Padişahla baş vezir adamın yanından ayrılıp yola koyulmuşlar. Padişah baş vezire dönmüş:
“Ne konuştuğumuzu anladın mı?”
“Hayır padişahım...”
Padişah sinirlenmiş:
“Bu akşama kadar ne konuştuğumuzu anlamazsan kelleni alırım.”
Korkuya kapılan baş vezir, padişahı saraya bıraktıktan sonra telaşla dere kenarına dönmüş. Bakmış adam hala orada çalışıyor.
“Ne konuştunuz siz padişahla?'
Adam, baş veziri şöyle bir süzmüş:
“Kusura bakma. Bedava söyleyemem. Ver bir yüz altın söyleyeyim.”

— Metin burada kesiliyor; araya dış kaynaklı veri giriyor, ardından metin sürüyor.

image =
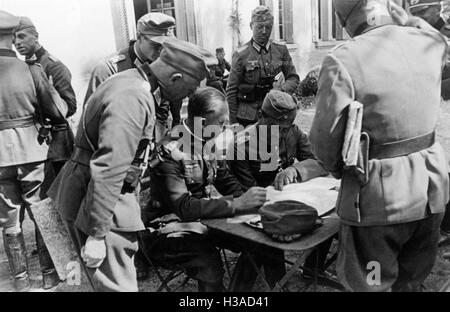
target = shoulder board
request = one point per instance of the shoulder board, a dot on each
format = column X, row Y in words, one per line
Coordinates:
column 117, row 58
column 52, row 58
column 279, row 43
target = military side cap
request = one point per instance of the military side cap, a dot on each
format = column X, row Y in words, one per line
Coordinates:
column 278, row 104
column 8, row 22
column 420, row 5
column 188, row 58
column 262, row 14
column 25, row 23
column 288, row 218
column 156, row 24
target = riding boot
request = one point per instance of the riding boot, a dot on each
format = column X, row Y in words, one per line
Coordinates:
column 15, row 251
column 50, row 277
column 142, row 265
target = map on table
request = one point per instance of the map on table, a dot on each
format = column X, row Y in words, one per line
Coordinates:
column 320, row 193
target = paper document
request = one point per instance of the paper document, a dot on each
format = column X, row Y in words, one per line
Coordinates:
column 320, row 193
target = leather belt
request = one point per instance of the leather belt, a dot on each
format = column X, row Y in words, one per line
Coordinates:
column 402, row 148
column 81, row 156
column 17, row 123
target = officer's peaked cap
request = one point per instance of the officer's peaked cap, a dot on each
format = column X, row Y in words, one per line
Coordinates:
column 8, row 23
column 156, row 24
column 186, row 57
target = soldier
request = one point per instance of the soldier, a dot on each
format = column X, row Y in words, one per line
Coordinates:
column 61, row 145
column 95, row 191
column 255, row 68
column 184, row 190
column 27, row 44
column 27, row 98
column 390, row 219
column 139, row 51
column 217, row 79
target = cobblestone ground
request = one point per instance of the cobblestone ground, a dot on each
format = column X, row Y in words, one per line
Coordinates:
column 439, row 276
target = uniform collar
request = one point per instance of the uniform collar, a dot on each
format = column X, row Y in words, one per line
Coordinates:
column 7, row 53
column 259, row 47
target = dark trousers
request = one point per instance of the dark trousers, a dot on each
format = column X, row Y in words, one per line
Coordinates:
column 402, row 254
column 117, row 272
column 193, row 253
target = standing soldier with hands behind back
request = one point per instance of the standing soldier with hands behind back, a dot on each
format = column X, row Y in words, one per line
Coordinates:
column 255, row 68
column 390, row 219
column 26, row 99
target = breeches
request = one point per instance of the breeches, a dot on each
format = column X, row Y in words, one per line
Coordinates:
column 388, row 258
column 19, row 187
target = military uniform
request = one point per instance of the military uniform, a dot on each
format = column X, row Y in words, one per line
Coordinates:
column 25, row 96
column 399, row 209
column 253, row 70
column 92, row 191
column 62, row 137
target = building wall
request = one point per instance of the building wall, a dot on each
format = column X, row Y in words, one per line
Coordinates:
column 78, row 32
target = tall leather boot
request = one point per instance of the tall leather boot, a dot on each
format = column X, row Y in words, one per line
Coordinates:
column 15, row 251
column 50, row 277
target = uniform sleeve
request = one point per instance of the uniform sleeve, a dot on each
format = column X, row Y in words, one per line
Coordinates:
column 50, row 104
column 241, row 168
column 120, row 130
column 227, row 65
column 226, row 183
column 335, row 94
column 307, row 166
column 290, row 73
column 235, row 79
column 178, row 199
column 99, row 75
column 62, row 81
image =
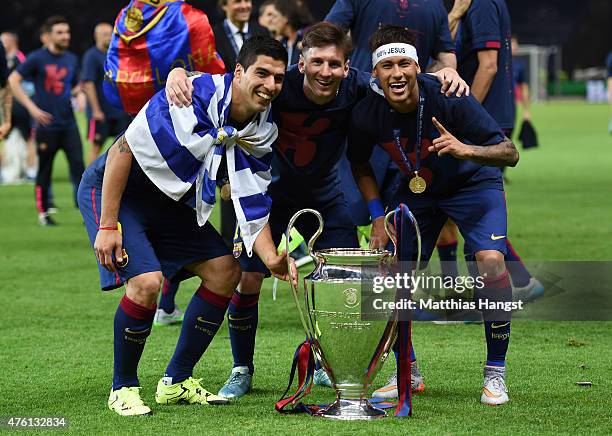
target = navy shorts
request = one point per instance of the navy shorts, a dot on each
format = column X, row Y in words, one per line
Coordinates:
column 323, row 194
column 480, row 215
column 159, row 234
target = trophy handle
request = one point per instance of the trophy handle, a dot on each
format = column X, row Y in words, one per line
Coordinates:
column 389, row 234
column 303, row 316
column 417, row 232
column 314, row 237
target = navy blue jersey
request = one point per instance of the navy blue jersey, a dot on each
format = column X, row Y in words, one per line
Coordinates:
column 486, row 26
column 3, row 67
column 53, row 77
column 374, row 122
column 519, row 73
column 426, row 18
column 311, row 137
column 93, row 71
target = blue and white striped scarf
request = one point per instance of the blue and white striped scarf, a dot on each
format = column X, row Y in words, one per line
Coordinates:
column 177, row 147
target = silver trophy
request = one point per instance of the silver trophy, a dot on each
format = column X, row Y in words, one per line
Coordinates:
column 350, row 344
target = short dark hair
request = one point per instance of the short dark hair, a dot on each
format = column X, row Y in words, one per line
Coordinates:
column 261, row 45
column 52, row 21
column 325, row 33
column 390, row 33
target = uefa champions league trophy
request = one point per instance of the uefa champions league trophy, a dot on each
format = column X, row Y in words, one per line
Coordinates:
column 350, row 344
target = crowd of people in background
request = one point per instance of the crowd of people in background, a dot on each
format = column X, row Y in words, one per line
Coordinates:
column 50, row 84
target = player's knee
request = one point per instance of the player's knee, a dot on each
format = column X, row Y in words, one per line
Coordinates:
column 490, row 263
column 144, row 288
column 250, row 282
column 222, row 274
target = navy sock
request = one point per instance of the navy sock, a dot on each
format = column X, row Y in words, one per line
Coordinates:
column 396, row 352
column 166, row 301
column 203, row 317
column 242, row 317
column 496, row 322
column 448, row 259
column 516, row 267
column 132, row 327
column 472, row 265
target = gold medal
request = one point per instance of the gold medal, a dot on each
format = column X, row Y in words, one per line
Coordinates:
column 237, row 251
column 417, row 184
column 226, row 192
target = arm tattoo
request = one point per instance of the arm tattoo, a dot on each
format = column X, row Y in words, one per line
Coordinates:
column 193, row 73
column 499, row 155
column 122, row 145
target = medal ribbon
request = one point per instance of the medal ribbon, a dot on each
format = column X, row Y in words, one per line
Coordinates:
column 398, row 143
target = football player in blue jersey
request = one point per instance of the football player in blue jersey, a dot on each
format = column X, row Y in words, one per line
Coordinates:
column 447, row 149
column 484, row 58
column 137, row 203
column 313, row 113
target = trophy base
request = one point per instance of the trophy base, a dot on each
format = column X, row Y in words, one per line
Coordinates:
column 351, row 410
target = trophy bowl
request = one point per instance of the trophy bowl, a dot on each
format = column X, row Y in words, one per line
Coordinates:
column 348, row 339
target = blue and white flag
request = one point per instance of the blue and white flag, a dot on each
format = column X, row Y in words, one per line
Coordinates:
column 177, row 147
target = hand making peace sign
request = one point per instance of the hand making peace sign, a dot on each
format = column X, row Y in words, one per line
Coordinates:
column 448, row 144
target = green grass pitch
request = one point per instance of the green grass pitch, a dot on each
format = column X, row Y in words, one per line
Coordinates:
column 56, row 326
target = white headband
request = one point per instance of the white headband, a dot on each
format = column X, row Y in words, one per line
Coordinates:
column 395, row 49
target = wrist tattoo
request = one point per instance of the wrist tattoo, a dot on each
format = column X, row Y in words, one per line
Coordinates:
column 122, row 145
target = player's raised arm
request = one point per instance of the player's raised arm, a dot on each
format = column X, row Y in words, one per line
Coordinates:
column 501, row 154
column 109, row 240
column 276, row 263
column 451, row 82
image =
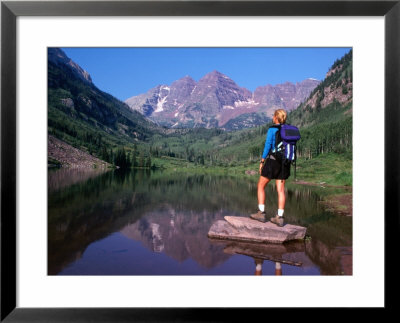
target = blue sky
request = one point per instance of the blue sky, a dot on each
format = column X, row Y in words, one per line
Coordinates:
column 125, row 72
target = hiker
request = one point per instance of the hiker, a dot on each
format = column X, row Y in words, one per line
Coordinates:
column 272, row 167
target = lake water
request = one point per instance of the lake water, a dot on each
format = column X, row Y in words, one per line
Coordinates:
column 156, row 223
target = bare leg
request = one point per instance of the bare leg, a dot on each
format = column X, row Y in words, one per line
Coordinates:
column 280, row 187
column 262, row 183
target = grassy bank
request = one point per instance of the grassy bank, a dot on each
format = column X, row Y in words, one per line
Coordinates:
column 329, row 169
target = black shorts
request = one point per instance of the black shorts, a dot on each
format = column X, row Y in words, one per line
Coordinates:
column 274, row 168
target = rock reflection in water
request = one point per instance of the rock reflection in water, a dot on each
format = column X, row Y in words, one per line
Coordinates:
column 169, row 215
column 290, row 253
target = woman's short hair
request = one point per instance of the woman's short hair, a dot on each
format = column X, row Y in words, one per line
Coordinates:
column 280, row 115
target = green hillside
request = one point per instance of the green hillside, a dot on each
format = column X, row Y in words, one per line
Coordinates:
column 87, row 118
column 91, row 120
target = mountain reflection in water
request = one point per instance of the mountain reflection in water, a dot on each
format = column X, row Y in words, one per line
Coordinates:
column 144, row 223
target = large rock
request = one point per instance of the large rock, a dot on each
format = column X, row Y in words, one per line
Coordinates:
column 246, row 229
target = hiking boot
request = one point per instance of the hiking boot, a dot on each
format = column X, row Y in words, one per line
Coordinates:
column 278, row 220
column 259, row 216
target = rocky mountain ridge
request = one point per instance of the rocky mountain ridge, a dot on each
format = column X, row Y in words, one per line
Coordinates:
column 216, row 100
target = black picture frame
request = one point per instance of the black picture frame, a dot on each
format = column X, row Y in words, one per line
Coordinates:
column 10, row 10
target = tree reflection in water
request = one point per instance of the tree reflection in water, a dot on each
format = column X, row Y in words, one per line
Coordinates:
column 170, row 214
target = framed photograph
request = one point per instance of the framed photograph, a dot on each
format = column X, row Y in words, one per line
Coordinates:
column 36, row 283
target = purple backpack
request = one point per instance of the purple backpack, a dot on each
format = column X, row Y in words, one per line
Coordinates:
column 285, row 141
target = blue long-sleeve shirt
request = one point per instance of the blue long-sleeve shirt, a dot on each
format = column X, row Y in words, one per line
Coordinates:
column 269, row 142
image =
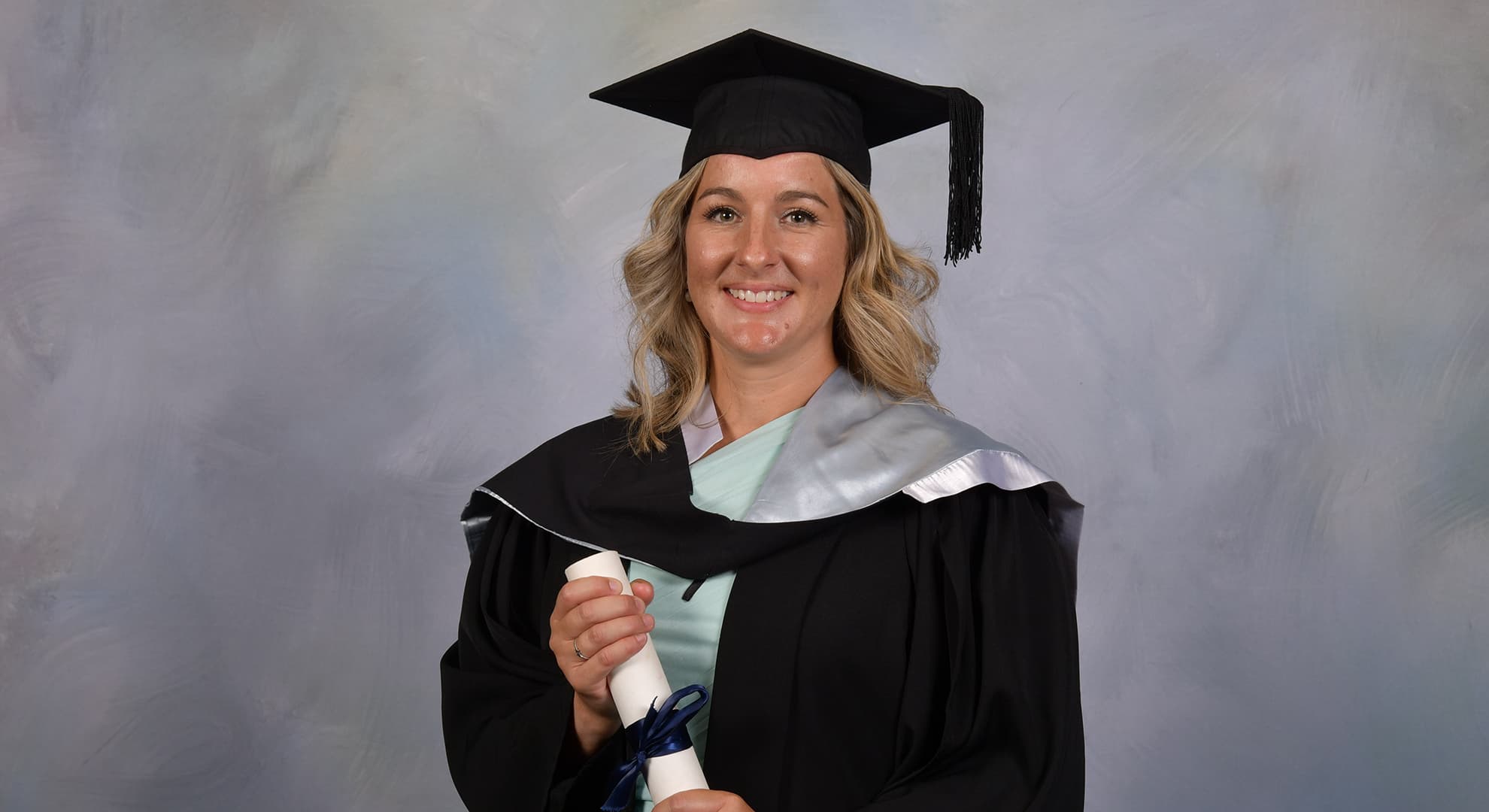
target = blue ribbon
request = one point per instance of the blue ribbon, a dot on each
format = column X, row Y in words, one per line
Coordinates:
column 662, row 732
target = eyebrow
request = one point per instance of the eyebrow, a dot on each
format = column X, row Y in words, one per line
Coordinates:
column 782, row 197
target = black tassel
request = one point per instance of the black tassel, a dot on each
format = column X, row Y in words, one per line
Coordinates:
column 693, row 587
column 964, row 208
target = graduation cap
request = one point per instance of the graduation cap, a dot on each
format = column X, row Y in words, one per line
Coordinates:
column 758, row 95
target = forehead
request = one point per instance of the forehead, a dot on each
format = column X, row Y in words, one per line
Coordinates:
column 790, row 170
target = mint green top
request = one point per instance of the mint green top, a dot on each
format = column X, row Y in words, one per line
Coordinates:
column 687, row 632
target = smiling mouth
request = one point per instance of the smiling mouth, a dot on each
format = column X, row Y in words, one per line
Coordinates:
column 757, row 295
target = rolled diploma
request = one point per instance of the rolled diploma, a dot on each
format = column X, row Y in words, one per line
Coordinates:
column 636, row 684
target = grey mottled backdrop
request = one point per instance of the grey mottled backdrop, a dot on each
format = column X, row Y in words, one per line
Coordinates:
column 282, row 280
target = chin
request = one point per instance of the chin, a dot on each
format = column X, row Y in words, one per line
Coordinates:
column 755, row 344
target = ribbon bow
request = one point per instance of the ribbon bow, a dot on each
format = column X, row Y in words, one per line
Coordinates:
column 662, row 732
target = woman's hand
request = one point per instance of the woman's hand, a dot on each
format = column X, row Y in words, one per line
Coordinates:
column 608, row 628
column 703, row 801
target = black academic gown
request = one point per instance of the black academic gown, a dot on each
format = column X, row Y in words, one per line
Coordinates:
column 899, row 657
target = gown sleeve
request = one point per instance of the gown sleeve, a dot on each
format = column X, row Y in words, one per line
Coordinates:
column 505, row 705
column 990, row 716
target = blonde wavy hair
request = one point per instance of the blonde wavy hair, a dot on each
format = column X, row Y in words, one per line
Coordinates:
column 881, row 329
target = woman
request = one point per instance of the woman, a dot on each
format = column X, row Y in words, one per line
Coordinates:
column 879, row 598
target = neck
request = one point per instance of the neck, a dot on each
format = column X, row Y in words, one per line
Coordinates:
column 749, row 395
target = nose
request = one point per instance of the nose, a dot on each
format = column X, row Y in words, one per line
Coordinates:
column 758, row 249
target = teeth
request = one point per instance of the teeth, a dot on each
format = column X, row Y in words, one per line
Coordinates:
column 758, row 297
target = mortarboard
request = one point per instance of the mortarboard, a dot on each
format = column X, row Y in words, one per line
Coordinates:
column 758, row 95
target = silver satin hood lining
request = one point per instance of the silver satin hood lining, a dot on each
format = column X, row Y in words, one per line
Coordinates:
column 702, row 429
column 855, row 446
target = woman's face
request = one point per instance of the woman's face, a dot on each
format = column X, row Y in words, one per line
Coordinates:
column 772, row 232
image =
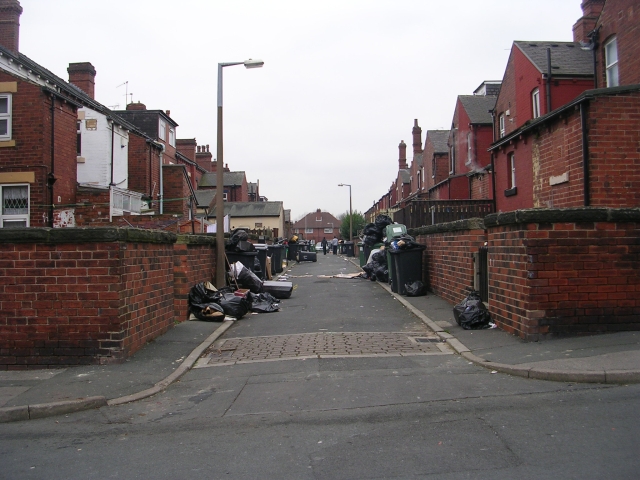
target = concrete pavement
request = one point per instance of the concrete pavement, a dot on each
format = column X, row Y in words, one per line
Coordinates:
column 610, row 358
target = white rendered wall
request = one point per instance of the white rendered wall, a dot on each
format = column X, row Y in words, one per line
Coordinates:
column 94, row 166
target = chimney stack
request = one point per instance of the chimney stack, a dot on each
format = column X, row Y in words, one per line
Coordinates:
column 136, row 106
column 203, row 158
column 10, row 11
column 83, row 76
column 417, row 138
column 402, row 161
column 591, row 10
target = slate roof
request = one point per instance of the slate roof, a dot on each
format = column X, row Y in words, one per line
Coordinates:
column 439, row 139
column 67, row 88
column 567, row 58
column 205, row 197
column 230, row 178
column 477, row 107
column 250, row 209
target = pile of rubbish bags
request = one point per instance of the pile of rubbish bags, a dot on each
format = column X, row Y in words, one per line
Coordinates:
column 377, row 268
column 375, row 232
column 472, row 314
column 210, row 304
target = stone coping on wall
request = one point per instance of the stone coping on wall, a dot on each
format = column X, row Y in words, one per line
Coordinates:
column 47, row 235
column 458, row 225
column 563, row 215
column 202, row 239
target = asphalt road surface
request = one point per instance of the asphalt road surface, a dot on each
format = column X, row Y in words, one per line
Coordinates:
column 343, row 383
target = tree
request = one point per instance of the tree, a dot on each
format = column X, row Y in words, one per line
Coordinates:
column 358, row 224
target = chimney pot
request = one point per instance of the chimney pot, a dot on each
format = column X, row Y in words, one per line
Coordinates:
column 10, row 11
column 83, row 76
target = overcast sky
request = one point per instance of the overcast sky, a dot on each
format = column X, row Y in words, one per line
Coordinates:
column 342, row 83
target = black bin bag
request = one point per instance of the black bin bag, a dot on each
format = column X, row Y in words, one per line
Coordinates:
column 415, row 289
column 471, row 314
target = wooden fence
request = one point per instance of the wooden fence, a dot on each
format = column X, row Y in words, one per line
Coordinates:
column 422, row 213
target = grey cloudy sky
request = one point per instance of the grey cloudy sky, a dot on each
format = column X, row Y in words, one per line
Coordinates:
column 342, row 83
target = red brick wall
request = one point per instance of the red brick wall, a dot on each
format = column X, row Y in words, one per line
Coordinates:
column 613, row 137
column 524, row 176
column 83, row 296
column 621, row 18
column 481, row 186
column 560, row 278
column 557, row 151
column 614, row 151
column 31, row 130
column 193, row 262
column 448, row 259
column 145, row 294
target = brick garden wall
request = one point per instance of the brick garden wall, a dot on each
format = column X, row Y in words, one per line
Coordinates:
column 448, row 260
column 194, row 261
column 552, row 272
column 92, row 295
column 564, row 272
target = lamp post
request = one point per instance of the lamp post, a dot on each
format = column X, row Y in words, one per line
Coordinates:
column 220, row 262
column 350, row 211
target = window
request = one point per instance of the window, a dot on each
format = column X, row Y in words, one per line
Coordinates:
column 5, row 117
column 125, row 201
column 611, row 62
column 535, row 100
column 79, row 140
column 452, row 156
column 162, row 130
column 15, row 206
column 511, row 176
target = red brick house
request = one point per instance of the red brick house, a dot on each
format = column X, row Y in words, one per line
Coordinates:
column 317, row 225
column 540, row 77
column 236, row 187
column 469, row 162
column 436, row 157
column 584, row 152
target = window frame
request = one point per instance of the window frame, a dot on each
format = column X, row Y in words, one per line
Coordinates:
column 452, row 156
column 162, row 130
column 19, row 216
column 8, row 117
column 611, row 66
column 535, row 102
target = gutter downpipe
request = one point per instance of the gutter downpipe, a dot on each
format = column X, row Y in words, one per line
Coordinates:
column 585, row 154
column 161, row 193
column 51, row 176
column 493, row 169
column 111, row 184
column 548, row 80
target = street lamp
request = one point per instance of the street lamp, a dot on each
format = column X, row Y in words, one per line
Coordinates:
column 220, row 261
column 350, row 211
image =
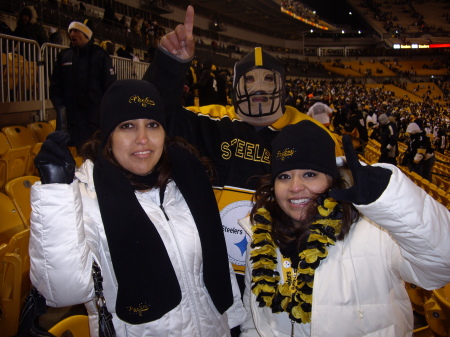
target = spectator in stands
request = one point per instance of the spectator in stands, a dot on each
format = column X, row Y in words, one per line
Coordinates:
column 356, row 127
column 142, row 207
column 125, row 52
column 28, row 27
column 55, row 36
column 80, row 77
column 109, row 46
column 440, row 142
column 235, row 138
column 207, row 84
column 4, row 28
column 388, row 140
column 419, row 156
column 316, row 264
column 320, row 111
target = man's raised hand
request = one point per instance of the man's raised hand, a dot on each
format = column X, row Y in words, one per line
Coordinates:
column 180, row 42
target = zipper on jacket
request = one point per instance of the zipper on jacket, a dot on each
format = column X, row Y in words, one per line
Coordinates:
column 161, row 199
column 183, row 271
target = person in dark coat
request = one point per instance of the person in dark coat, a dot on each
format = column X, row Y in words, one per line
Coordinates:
column 80, row 77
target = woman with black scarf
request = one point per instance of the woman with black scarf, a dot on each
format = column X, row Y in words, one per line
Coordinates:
column 142, row 207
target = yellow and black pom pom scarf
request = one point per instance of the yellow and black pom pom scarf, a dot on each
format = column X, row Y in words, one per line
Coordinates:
column 265, row 278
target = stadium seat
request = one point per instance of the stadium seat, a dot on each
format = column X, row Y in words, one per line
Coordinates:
column 52, row 122
column 19, row 136
column 10, row 221
column 416, row 296
column 76, row 326
column 437, row 310
column 15, row 282
column 18, row 190
column 40, row 130
column 13, row 162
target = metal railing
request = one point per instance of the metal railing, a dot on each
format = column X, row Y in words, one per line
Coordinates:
column 26, row 69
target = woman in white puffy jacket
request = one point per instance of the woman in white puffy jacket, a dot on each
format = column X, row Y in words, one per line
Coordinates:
column 326, row 260
column 142, row 207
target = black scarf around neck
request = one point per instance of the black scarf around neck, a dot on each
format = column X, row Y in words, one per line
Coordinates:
column 147, row 285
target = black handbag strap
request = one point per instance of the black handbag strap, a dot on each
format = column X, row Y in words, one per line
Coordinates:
column 35, row 306
column 106, row 326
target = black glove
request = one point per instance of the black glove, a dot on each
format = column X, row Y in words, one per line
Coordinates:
column 369, row 182
column 54, row 161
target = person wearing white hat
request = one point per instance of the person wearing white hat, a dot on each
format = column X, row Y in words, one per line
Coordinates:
column 80, row 77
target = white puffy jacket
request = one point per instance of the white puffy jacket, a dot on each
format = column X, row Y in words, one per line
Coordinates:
column 359, row 289
column 67, row 234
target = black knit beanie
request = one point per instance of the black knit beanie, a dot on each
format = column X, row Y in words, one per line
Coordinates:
column 127, row 100
column 304, row 145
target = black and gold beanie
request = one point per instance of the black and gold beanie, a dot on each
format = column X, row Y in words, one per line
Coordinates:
column 126, row 100
column 306, row 146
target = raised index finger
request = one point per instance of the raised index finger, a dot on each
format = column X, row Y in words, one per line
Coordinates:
column 189, row 20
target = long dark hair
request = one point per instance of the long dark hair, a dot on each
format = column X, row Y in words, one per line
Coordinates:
column 284, row 233
column 89, row 151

Baş vezir, yüz altın vermiş.
“Sen padişahı, serdar-ı cihan, diye selamladın. Nereden anladın padişah olduğunu.”
“Ben dericiyim. Onun sırtındaki kürkü padişahtan başkası giyemezdi.'
Vezir kafasını kaşımış.
“Peki, altılara altı katmayınca, otuz ikiye yetmiyor ne demek?...”
Adam, bu soruya cevap vermek için de bir yüz altın daha almış.
“Padişah, altı aylık yaz döneminde çalışmadın mı ki, kış günü çalışıyorsun, diye sordu. Ben de, yalnızca altı ay yaz değil, altı ay da kış çalışmazsak, yemek bulamıyoruz dedim. (32 ise ağızdaki dişten kinaye, boğaz)”
Vezir bir soru daha sormuş...
“Geceleri kalkmadın mı ne demek?”
Adam bir yüz altın daha almış.
“Çocukların yok mu diye sordu. Var, ama hepsi kız. Evlendiler, başkasına yaradılar, dedim...”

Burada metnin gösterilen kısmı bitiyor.